As shown in FIG. 3, the resin when the electronic cooler 10 is not installed exceeds the allowable range (indicated by the broken line) that can be actually used after 24 hours, but the electronic cooler of this embodiment is used. It can be seen that the resin at the time of 10 installation is within the allowable range up to about 100 hours.

Therefore, in a semiconductor molding apparatus provided with a die for molding a semiconductor, a transport means for transporting the semiconductor before and after the molding, and a resin storage means for storing the resin to be molded, the inside of the resin storage means is provided. By providing the device body with a means to adjust the temperature of the resin, the resin temperature can be adjusted so as to suppress the deterioration of the resin due to the heat from the mold, preventing the occurrence of voids and wire flow during semiconductor molding. It becomes possible to do.

Further, since the resin temperature can be adjusted, a large amount of resin can be stored in the housing, which improves the throughput, and in the conventional semiconductor mold device provided to suppress the heat conduction of the mold as much as possible. The space (including partitions) can be reduced, and the device can be downsized.

In this embodiment, the semiconductor mold is taken as an example, but the present invention is also effective for an apparatus for making a mold using a mold or the like.

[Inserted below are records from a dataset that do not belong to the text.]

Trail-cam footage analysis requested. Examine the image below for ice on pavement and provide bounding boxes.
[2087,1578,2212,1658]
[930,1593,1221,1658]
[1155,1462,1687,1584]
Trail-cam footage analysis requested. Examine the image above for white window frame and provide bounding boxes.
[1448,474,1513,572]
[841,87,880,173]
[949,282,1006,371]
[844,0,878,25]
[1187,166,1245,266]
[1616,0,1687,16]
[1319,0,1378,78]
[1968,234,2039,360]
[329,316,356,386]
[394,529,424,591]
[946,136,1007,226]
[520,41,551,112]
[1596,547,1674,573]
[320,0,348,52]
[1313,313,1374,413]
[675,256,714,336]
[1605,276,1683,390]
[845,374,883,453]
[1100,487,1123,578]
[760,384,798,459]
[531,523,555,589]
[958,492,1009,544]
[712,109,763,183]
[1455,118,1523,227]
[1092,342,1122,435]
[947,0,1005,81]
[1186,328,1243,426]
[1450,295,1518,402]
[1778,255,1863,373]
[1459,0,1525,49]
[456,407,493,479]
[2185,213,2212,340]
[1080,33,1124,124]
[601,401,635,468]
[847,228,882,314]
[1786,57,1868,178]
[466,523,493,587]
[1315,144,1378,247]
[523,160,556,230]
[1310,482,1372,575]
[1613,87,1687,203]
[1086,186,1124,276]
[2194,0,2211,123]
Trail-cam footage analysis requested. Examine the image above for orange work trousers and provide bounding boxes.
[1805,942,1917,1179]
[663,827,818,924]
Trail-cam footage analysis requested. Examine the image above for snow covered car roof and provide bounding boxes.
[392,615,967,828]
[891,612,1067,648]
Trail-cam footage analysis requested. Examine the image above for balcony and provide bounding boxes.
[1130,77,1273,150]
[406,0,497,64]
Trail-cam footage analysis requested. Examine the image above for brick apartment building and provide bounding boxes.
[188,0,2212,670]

As described above, the inventions made by the present inventor are
Although the specific description has been given based on the above-described embodiments, the present invention is not limited to the above-described embodiments, and it goes without saying that various modifications can be made without departing from the scope of the invention.

[0037]

The effects obtained by the typical ones of the inventions disclosed in the present application will be briefly described as follows.

Since the temperature of the resin can be adjusted so as to suppress the deterioration of the resin due to the heat from the mold, it is possible to prevent the occurrence of voids and wire flow during semiconductor molding.

Further, since the resin temperature can be adjusted, a large amount of resin can be stored in the housing, which improves the throughput, and in the conventional semiconductor mold device provided to suppress the heat conduction of the mold as much as possible. The space (including partitions) can be reduced, and the device can be downsized.

[Brief description of drawings]

FIG. 1 is a diagram illustrating a configuration of a semiconductor mold device that is an embodiment of the present invention.

FIG. 2 is a diagram for explaining the configuration of the electronic cooler of the present embodiment.

FIG. 3 is a diagram showing a relationship between resin leaving time and fluidity (minimum melt viscosity number η) in the semiconductor mold device used in this example.

[Explanation of Codes] 10 ... Semiconductor mold device, 11 ... Electronic cooler, 12 ...
Resin storage section, 13 ... Cleaner section, 14 ... Loader section,
15 ... Mold, 16 ... Unloader section, 21 ... Cooling fin,
22 ... Intake fins, 23 ... Cooling side case, 24 ... Electronic cooling element, 25 ... Radiating side case, 26 ... Filter, 27 ...
Radiating fan, 28 ... Dehumidifying water, 29 ... Radiating fin.

Continuation of front page (51) Int.Cl. ⁶ Identification number Office reference number FI technical display area // B29L 31:34

Claims (1)

[Claims] 1. A semiconductor molding apparatus comprising: a mold for molding a semiconductor; a carrying means for carrying a semiconductor before and after molding; and a resin storing means for storing a resin to be molded. A semiconductor mold device, characterized in that a device body is provided with means for adjusting a temperature of a resin.